Osteoporotic fractures are known to be preceded by a decline in weight, due to a decline in estrogens in postmenopausal women [22]. In this study the 3 kg difference was not a significant decline in weight for women, probably due to underpower of the study.

The hospital stay in this study is relatively long. The cause of this is unknown, but a hypothesis is that it is relatively difficult to find places for patients in nursing homes. Another explanation is that a few patients suffered from many complications and for that reason stayed longer in hospital, which contributes to a long average stay. An interesting but not significant (p = 0.34) finding in this study is the shorter hospital stay after a second hip fracture. Others suggest that the recovery of patients with a subsequent contra-lateral hip fracture is similar to the first hip fracture [23].

Although 24 of 32 patients had a similar type of femoral fracture, only eight out of these 24 patients received the same implant in both hips.
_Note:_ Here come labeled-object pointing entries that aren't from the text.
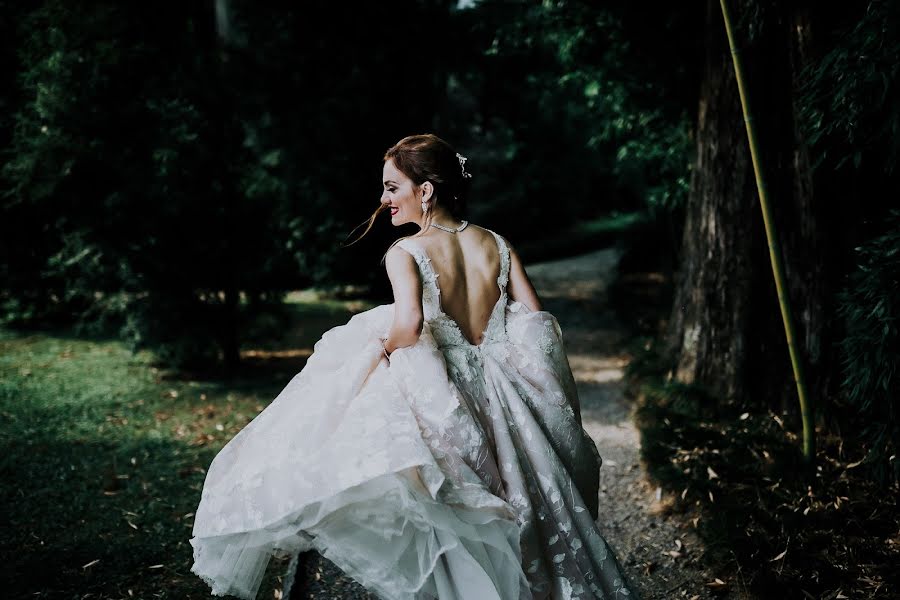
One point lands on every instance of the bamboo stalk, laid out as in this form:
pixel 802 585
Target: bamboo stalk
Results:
pixel 806 410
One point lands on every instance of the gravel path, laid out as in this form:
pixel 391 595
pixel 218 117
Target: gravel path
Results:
pixel 661 554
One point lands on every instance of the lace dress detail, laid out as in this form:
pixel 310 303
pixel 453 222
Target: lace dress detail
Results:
pixel 456 471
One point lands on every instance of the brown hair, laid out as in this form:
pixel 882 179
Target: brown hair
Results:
pixel 422 158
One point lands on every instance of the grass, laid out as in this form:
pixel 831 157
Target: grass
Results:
pixel 584 236
pixel 103 456
pixel 780 528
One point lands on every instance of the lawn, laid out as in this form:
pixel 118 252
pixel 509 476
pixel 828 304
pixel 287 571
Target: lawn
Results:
pixel 104 456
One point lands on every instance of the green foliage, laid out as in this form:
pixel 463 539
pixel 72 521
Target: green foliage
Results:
pixel 849 103
pixel 870 307
pixel 572 118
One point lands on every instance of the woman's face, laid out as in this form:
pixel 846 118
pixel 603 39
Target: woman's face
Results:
pixel 401 195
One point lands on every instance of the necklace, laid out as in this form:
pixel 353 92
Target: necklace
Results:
pixel 451 229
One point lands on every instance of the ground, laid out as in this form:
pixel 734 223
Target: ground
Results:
pixel 661 553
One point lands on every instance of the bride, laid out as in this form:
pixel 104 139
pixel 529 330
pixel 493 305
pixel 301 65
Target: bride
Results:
pixel 431 449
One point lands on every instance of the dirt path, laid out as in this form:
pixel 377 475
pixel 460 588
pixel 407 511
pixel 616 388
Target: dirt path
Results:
pixel 662 555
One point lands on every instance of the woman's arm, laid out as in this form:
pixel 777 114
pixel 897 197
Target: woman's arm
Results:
pixel 408 318
pixel 520 288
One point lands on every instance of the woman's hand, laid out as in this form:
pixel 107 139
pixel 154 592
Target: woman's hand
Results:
pixel 520 288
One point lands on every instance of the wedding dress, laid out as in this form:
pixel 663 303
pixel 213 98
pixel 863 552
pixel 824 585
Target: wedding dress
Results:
pixel 454 471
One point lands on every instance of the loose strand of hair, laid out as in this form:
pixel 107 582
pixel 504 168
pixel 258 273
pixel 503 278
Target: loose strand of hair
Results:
pixel 371 223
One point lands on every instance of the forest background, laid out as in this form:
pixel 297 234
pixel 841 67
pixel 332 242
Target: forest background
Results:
pixel 172 173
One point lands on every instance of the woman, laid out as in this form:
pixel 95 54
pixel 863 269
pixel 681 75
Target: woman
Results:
pixel 430 449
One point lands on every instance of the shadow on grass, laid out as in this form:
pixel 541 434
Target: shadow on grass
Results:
pixel 92 517
pixel 782 528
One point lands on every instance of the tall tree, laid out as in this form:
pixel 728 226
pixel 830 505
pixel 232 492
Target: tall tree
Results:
pixel 725 333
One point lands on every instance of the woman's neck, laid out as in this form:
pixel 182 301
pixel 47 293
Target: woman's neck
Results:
pixel 441 216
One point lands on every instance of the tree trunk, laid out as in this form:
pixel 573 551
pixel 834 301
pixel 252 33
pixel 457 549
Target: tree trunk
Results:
pixel 725 333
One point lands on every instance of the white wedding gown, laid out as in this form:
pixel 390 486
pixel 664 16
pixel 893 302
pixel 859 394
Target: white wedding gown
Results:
pixel 454 471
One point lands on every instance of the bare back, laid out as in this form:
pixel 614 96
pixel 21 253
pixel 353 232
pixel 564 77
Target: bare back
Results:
pixel 467 264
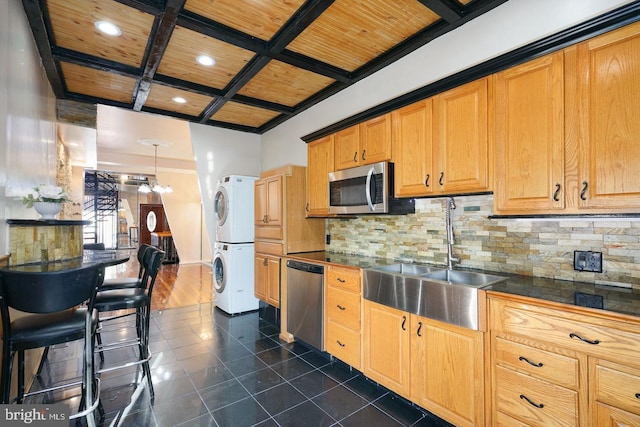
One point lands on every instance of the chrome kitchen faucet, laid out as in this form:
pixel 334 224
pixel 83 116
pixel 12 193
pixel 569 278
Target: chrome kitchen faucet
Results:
pixel 451 205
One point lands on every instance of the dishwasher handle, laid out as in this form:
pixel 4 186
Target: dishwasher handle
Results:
pixel 303 266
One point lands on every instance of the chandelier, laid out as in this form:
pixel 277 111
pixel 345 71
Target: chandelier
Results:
pixel 155 186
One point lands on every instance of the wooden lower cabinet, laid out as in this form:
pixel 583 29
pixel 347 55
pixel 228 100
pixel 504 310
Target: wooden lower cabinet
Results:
pixel 343 314
pixel 386 346
pixel 438 366
pixel 447 371
pixel 267 278
pixel 556 365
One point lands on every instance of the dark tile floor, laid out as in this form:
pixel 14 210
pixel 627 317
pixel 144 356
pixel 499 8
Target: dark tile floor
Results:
pixel 211 369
A factor which has to be mentioned is that Gamma-nails and PFN are implants of the same type, but used by different specialists. If the Gamma-nail and PFN are considered to be a comparable implant, 14 of these 24 patients received the same type of implant. The main reason to choose an implant is the type of fracture [24]. Undisplaced intracapsular fractures should be treated, according to the Dutch guidelines, with internal fixation using a method that is familiar to the surgeon [24]. According to the AO guidelines there is no evidence of the superiority of one implant over the other for the fixation of intracapsular fractures. However, patients with a short life expectancy or a low mobility demand are considered eligible for a hemi-arthroplasty. The latter is known to have a lower risk of failure than a DHS or cannulated screws in these patients [24]. But also other characteristics of the fracture (bone quality, displacement and comminution) and patients characteristics (age, functional level before the fracture) are important [3]. Internal fixation by screws and nails is associated with less initial operating trauma, but has an increased risk of re-operation compared to hemi-arthroplasty [25]. Also co-morbidity is an important factor in choosing an implant. Parkinson, rheumatoid arthritis or osteoarthritis patients for example require total hip replacement as they have a high risk of postoperative prosthetic dislocation [3]. Probably one of the most important reasons to choose a specific implant is preference and experience of the surgeon. Research showed that treatment choice based on physiological status does not significantly improve clinical decision making. This study showed clearly that implants were randomly chosen, instead of trying to give the patient symmetrical hips.

Conclusion

This small series shows a significant effect of the radiographic osteoporotic assessment as measured with the Singh index on the occurrence of a second fracture of the proximal femur.